The new line of discrimination is whether one has a graduate degree. Jobs known as STEM (science, technology, engineering, mathematics) are the new discriminator for being ‘educated’ as well as the traditional ones, medicine, law and business. The graduate level is required increasingly because there are so many Bachelor graduates that exclusivity requires an additional degree.

Mariner is reminded of an old joke from a British comedian describing the need for a few good soldiers during WW II: a man walks into a recruiter’s station and says, “Please, sir, I’d like to join the few.” “I’m sorry” the recruiter says, “There are far too many.”

Mariner apologizes for too many nuances. A summation will say:

  • College is socially discriminatory. It takes extra money to go to college. Those without money are greatly disadvantaged and will not participate in the fringe benefits of a more comfortable lifestyle.
  • As a percentage of population, if the number of college graduates increases, the privileged status diminishes. Elitism becomes more important defined by certain colleges, e.g., Ivy League, Stanford, MIT, etc. Further, it requires a graduate degree to sustain an educated persona.
  • Culturally, the purpose for attending college has changed dramatically from a time when going to college was limited to the elite/intellectual class and was more or less a finishing school. Today, going to college is a virtual necessity to obtain a job with growth potential and decent wages.
  • As a means of rounding out maturity, college still helps but the tone has become less erudite and more commonplace primarily because of the high percentage of students versus the general population.

As to the future, mariner suspects college will become the fourth step in public education behind elementary, middle and senior schools. This is just as well because the entire society, the definition of jobs, income and employment rights are changing dramatically. It is likely that both the government and business interests will oversee cost and content.[1]

Ancient Mariner

 

[1] In past posts mariner described the education system in Taiwan. All education through college is paid by the government. College seats are limited and filled competitively using an entrance exam similar to the US SAT score. A choice other than standard college, everyone attends a buxiban (bushyban) which provides trade and developmental education. Interestingly, buxiban is available to any citizen at any time in life from kindergarten through adulthood.

We are slow Learners

Most everyone (including mariner) points at the pandemic as an expediter, an accelerator of cultural change. Mariner checked out other cultural shifts that have occurred in history; it turns out big-time change takes a while. It obviously is true that the pandemic has shut down twentieth century values by forcing adaptation to emerging artificial intelligence, exploding corporatism and by causing an economic blip because of the shutdown of so many supply chains and services – an economic blip that forced the nation to look anew at racism and the growing population of indigent citizens.

So stepping on the brakes, quite firmly, has brought about discordant oddities like a President who is incompetent and a wannabe dictator, a totally collapsed morality in the GOP political party, trillions of dollars made by corporations who monetize what should be uncompromised social behavior and just to add an unusual spin, a planet that is not pleased with human behavior.

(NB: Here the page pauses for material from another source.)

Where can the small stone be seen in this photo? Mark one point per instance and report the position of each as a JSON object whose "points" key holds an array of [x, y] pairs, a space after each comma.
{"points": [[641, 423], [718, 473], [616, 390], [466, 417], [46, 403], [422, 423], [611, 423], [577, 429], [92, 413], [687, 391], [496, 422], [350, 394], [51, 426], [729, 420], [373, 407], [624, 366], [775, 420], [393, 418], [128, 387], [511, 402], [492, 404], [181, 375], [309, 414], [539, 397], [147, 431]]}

Now the question is how long it will take to establish a new era with new economics, new social behavior, new lifestyles, new international collaboration and a new sense of normalcy and confidence across the world.

THE PROTESTANT REFORMATION

It took 131 years (1517-1648) before the open conflict between Roman Catholicism and the protestant rebellion came to awkward but agreeable terms. The role of today’s pandemic was played by Henry VIII, Martin Luther and John Calvin. In short order Henry said nations are not bound by Roman Catholic judgments; Martin Luther said the Holy Bible was the only source of Divine authority and proclaimed that every Christian is a priest in their own right; John Calvin stressed God’s power and humanity’s predestined fate.

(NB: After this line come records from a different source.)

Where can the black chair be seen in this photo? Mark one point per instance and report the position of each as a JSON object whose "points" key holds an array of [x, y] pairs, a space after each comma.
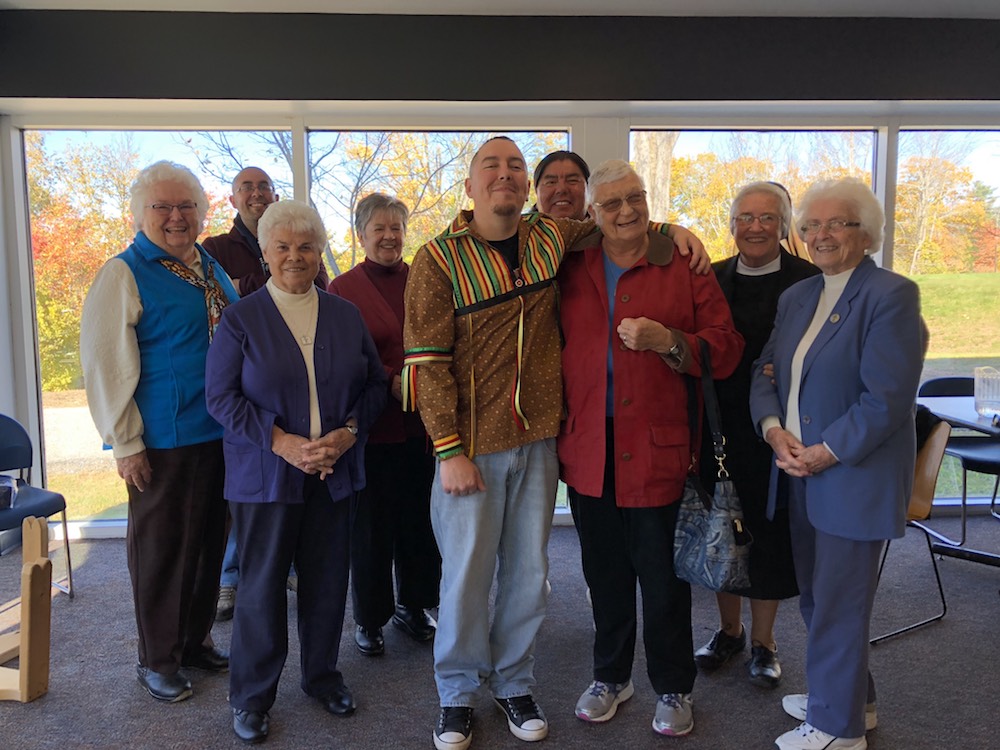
{"points": [[16, 453], [977, 453], [925, 476]]}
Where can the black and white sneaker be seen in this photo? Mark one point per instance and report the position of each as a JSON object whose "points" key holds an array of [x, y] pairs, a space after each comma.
{"points": [[454, 728], [524, 718]]}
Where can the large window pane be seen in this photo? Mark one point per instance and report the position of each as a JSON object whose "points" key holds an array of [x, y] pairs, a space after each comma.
{"points": [[692, 175], [78, 186], [948, 241], [426, 170]]}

Reminiscent of today’s republican-democrat standoff, treaties were hard fought, physical agreements that took decades to settle. It wasn’t until 1530 that the Lutheran Denomination was able to document its approach to Christianity by publishing the Augsburg Confession, a document that settled differences between Protestant sects and was presented to Holy Roman Emperor Charles V.

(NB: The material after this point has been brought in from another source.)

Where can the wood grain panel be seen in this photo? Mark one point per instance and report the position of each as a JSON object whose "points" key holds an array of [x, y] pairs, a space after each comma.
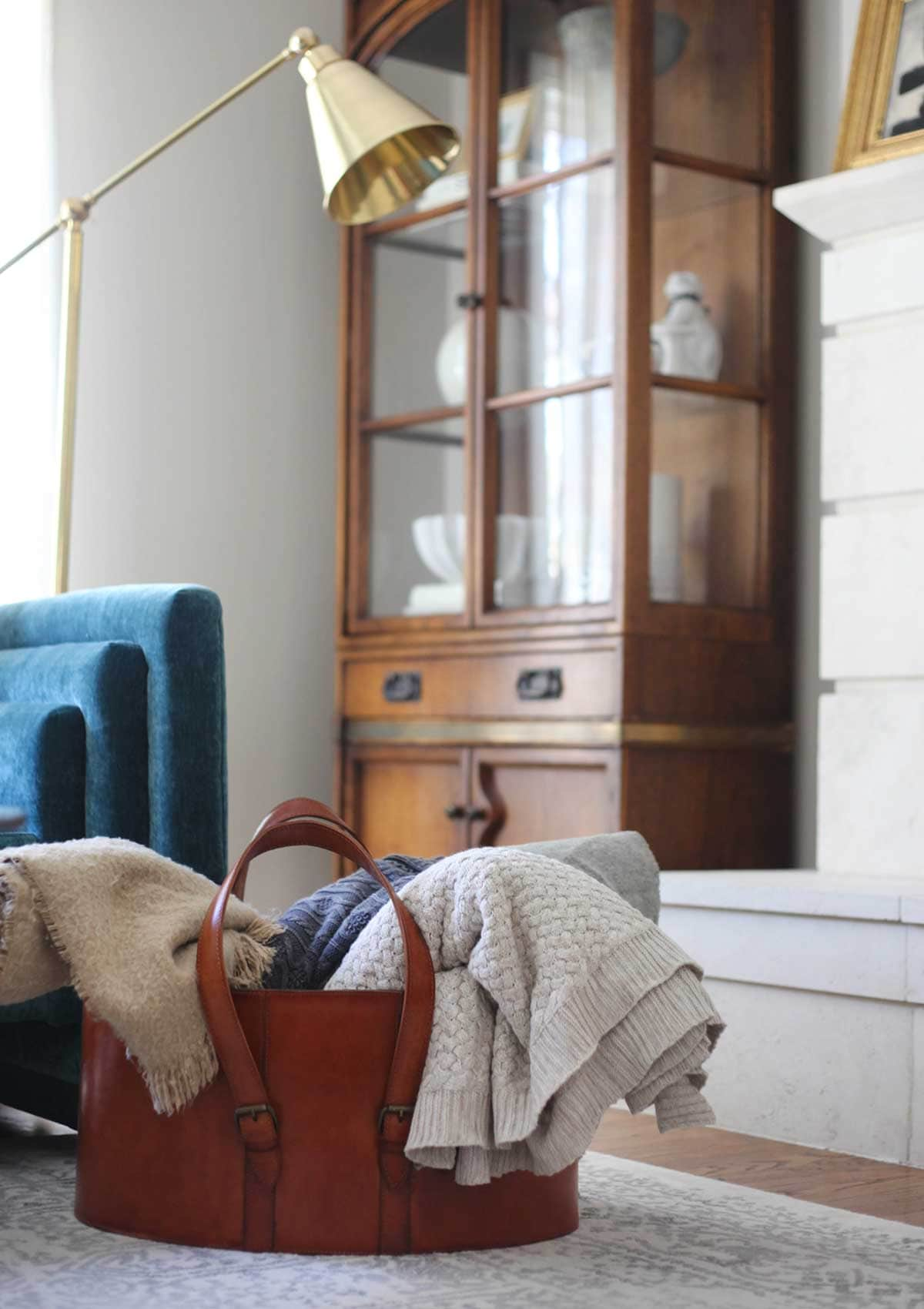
{"points": [[487, 688], [397, 800], [710, 808], [550, 794]]}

A thirty-year war raged until 1648 when the Treaty of Westphalia was signed. Another comparison between then and now is the opportunity to use new technology. The new technology during the Reformation was the printing press, giving dissenting views a new, quickly distributed tool with which to fight entrenched authority. Today, in 2020, the new technology is social media – having the same disruptive effect.

As Christmas grows near this year, a genuine gift is the vaccine – developed in such a short time it seems miraculous. This leaves 2021 as the year to start rebuilding the American Dream, redesigning new economics for the world and to see what we can do about Planet Earth’s complaints not only regarding fossil fuel but the heavy price on the biosphere caused by human indifference.

Only 130 years left . . .

Ancient Mariner

It’s Time

Regular readers are aware of mariner’s belief that, generally, changes in society reach a moment of significant pressure to change every sixty years. The basic pattern that encourages the sixty year cycle is the generational influence in the social framework. For example, each generation grows up learning different values than their parents; the parents in turn learned different values than their parents.

Because of the natural, familial authority structure, grandparents hang on to the world they grew up in, parents manage the humanist influences of day-to-day life and the youngest generation is absorbing a world relatively unknown to the grandparents.

Significant world events can disrupt and force a restart of the sixty year cycle. For example, two world wars, a massive economic depression and, more subtly, the Cold War, prevented normal cycles of change to occur – although in rural America, the sixty year cycle continued primarily because of advances in farm machinery and real estate cycles.

– – – –

Mariner was ruminating about society with Guru the other day. It was sixty years ago that the 1960’s occurred. Those alive at the time may remember the following events from that era:

John Kennedy assassinated.

Bobby Kennedy assassinated.

Martin Luther King assassinated.

Four white college students murdered on campus by National Guard.

Racial uprising caused major fires in many larger cities, requiring in Baltimore a permanently posted, armed National Guard soldier at every intersection.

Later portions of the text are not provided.